Toplumda hatırı sayılır bir kesimin giderek büyüyen endişesi “belirsizlik”miş.
Siyasetteki “fırtına öncesi sessizlik” durumu, OHAL uygulama ve tasfiyeleri, terörle mücadele, Suriye’deki vaziyet, Fırat Kalkanı harekâtı, Irak’la yaşanan kriz, AB ile ilişkilerin koptu kopacak noktasına gelmesi, Trump sonrası ABD ile ilişkilerin geleceği, dolardaki hızlı yükseliş...
“Yenikapı ruhu”nun Saray ve iktidar politikalarına itirazsız boyun eğme talep ve beklentisine dönüştürülmesi, kalkışma sonrasında ortaya çıkan uzlaşma görüntüsünü kısa sürede dağıtıp berhava etti.
Gündemi başkanlığa odaklama çabaları, buna ciddî katkı sağlayan MHP’nin satranç oyunlarıyla sürerken, muhalefetin diğer kesimlerindeki tepkiyi arttırdı.
HDP’ye yönelik operasyon, gözaltı ve tutuklamaların hız kesmeden sürmesi, o alanda yeni tepki birikimlerine yol açıyor.
Darbecilerle mücadele gerekçesiyle yapılan “FETÖ” tasfiyelerinin, neredeyse bütün muhaliflere uzanarak devamı da.
“FETÖ”nün siyasî ayağına dair tartışmalar ise, konuyu, iktidar cenahını vuracak bir bumeranga çevirme istidadında.
İktidar çevrelerinde hemen herkes tedirginlik içinde birbirini kolaçan ediyor.
Yine iktidar cenahında bir kesim “15 Temmuz’u asla unutturmayacağız” derken, Gül ve Bakan Şimşek gibi isimlerin “Artık bu travmayı aşıp geride bırakalım ve önümüze bakalım” çağrısı yapmaları, bir başka kritik ayrışmanın işareti gibi.

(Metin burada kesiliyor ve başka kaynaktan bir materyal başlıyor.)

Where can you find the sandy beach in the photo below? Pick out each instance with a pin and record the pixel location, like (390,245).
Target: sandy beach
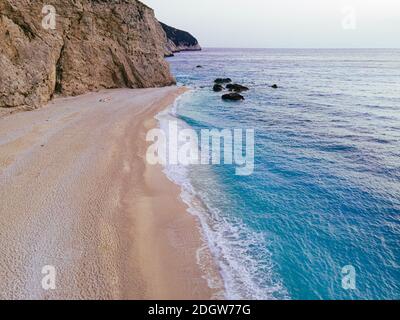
(76,193)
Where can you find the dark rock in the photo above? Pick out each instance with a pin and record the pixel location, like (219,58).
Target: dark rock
(236,87)
(222,80)
(232,97)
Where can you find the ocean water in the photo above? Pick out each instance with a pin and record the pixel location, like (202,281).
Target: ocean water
(325,192)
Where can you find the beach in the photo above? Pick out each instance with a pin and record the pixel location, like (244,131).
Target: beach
(77,194)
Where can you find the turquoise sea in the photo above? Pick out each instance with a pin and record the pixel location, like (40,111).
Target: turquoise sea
(325,192)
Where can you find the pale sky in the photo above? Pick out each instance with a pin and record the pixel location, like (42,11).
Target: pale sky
(285,23)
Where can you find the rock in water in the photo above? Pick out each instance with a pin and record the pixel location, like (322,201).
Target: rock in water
(236,87)
(222,80)
(95,45)
(232,97)
(179,40)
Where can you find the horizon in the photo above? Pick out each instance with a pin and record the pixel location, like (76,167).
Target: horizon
(289,24)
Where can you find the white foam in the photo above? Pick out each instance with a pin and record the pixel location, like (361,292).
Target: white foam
(229,240)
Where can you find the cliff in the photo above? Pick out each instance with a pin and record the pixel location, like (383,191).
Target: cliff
(179,40)
(96,44)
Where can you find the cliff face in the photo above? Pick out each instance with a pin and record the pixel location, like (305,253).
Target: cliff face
(179,40)
(95,44)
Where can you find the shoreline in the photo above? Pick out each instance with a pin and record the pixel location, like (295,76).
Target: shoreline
(78,194)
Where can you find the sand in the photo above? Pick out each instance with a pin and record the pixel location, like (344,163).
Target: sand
(76,193)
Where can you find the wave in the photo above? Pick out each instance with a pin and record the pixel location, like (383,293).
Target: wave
(244,263)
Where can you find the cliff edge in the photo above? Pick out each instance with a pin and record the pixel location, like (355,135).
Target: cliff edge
(179,40)
(75,46)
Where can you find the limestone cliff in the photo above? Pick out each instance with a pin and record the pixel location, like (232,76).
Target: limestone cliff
(95,44)
(179,40)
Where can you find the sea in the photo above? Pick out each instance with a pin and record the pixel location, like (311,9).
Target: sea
(319,218)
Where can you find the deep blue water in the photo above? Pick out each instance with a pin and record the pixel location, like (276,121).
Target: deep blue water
(326,188)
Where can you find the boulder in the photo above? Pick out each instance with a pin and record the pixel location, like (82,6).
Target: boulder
(232,97)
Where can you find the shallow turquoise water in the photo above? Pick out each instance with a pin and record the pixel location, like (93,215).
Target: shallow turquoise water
(326,188)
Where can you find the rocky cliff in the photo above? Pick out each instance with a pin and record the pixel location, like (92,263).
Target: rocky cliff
(75,46)
(179,40)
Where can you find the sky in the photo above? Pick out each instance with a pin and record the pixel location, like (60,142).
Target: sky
(285,23)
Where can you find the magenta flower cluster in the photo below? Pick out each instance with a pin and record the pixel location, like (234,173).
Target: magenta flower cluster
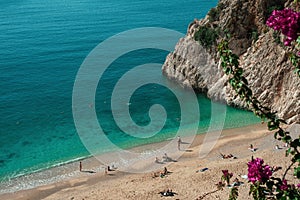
(257,171)
(287,21)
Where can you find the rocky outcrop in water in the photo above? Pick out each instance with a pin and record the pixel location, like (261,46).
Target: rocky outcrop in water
(266,64)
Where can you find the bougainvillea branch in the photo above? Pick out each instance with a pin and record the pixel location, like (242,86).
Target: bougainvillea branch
(259,174)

Peş peşe gelen beklenmedik “aykırılık”lar da. Meclis Adalet Komisyonunda bazı AKP’li üyelerin bir maddede Bakana rağmen oy kullanmaktaki ısrarları ve tecavüz davaları için öngörülen düzenlemeye kadın vekiller ve partililerden gelen yoğun tepkiler, bunun son günlerdeki iki örneği.